Corelab Seminar
2017-2018
Alex Kavvos
On the Semantics of Intensionality and Intensional Recursion
Abstract.
Intensionality is a phenomenon that occurs in logic and
computation. In the most general sense, a function is intensional
if it operates at a level finer than (extensional) equality. This
is a familiar setting for computer scientists, who often study
different programs or processes that are interchangeable, i.e.
extensionally equal, even though they are not implemented in the
same way, so intensionally distinct. Concomitant with
intensionality is the phenomenon of intensional recursion, which
refers to the ability of a program to have access to its own code.

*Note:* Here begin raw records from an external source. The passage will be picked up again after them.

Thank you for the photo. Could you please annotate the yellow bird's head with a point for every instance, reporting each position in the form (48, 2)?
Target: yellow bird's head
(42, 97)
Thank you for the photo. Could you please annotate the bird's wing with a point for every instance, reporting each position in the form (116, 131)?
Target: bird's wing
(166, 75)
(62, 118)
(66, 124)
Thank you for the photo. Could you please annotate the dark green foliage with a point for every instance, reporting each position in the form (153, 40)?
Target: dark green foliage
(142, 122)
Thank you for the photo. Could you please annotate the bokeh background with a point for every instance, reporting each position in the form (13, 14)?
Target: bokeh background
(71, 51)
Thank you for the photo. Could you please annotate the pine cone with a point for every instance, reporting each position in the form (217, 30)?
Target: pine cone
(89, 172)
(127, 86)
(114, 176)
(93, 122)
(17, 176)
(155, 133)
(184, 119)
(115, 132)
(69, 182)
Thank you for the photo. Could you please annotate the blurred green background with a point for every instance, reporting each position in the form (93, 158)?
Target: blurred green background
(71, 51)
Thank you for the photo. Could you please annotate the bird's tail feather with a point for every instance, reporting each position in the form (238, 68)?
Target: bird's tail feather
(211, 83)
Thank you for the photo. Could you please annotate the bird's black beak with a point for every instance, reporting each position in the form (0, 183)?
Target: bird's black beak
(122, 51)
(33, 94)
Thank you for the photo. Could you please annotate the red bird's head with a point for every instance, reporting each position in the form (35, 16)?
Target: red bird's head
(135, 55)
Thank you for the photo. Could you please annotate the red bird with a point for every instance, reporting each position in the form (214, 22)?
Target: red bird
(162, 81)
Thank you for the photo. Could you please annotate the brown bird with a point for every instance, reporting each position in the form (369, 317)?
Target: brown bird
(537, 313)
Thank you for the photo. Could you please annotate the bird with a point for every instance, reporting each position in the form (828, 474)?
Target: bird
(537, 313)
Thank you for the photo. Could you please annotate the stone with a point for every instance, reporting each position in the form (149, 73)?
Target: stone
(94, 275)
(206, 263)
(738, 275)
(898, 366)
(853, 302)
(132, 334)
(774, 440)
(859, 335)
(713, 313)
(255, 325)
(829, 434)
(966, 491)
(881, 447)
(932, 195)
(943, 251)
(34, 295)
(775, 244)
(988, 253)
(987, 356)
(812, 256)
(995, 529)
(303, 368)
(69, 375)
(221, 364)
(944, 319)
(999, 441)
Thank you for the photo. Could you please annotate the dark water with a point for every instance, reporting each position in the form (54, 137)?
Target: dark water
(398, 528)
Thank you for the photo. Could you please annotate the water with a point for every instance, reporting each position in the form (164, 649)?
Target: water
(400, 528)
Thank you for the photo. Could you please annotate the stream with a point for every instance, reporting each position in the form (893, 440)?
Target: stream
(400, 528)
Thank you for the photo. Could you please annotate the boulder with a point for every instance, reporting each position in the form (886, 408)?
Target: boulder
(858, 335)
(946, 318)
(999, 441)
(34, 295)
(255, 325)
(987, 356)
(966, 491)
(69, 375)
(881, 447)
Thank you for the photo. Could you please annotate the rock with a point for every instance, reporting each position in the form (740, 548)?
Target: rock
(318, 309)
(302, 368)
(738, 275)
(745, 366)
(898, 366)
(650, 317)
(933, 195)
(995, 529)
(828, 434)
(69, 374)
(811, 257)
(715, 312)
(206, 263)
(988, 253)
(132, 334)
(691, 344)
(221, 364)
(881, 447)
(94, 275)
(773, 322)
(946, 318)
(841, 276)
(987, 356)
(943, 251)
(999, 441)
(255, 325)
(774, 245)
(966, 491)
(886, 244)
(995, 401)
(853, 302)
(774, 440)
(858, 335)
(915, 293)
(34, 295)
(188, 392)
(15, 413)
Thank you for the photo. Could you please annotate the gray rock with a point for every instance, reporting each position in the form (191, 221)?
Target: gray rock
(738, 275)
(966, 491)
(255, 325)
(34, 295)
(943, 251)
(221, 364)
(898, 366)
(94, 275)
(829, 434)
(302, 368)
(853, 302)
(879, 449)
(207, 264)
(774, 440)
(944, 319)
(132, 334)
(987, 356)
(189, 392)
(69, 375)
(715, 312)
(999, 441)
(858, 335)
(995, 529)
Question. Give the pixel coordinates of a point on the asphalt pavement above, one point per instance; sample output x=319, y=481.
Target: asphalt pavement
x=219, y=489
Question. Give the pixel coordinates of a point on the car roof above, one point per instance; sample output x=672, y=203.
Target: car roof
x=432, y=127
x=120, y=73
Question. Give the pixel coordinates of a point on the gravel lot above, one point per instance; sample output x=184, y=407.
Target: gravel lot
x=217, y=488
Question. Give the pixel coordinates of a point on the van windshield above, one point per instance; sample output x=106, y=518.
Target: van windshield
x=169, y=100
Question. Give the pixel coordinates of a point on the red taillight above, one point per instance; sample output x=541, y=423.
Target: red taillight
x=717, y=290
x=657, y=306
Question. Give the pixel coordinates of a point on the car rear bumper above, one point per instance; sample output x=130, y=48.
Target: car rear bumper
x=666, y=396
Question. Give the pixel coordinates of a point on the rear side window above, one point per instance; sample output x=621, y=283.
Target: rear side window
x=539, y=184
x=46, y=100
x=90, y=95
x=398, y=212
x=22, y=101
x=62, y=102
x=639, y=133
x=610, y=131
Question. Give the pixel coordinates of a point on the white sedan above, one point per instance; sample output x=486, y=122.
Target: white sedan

This talk is concerned with crafting a logical toolkit through
which these phenomena can be studied. Our main contribution is a
framework in which mathematical and computational constructions
can be considered either extensionally, i.e. as abstract values,
or intensionally, i.e. as fine-grained descriptions of their
construction. The main tool in this is modal type theory, where we
use a modality to express intensionality in a programming
language. We then use category theory to provide a semantics for
the aforementioned language, through the novel notion of exposure.
The device of exposures is also useful in studying the interplay
between extension and intension, as well as in proving abstract
analogues of classic results with an intensional flavour, e.g.
Goedel's First Incompleteness Theorem, Tarski's Undefinability
Theorem, Rice's Theorem, and Kleene's Second Recursion Theorem.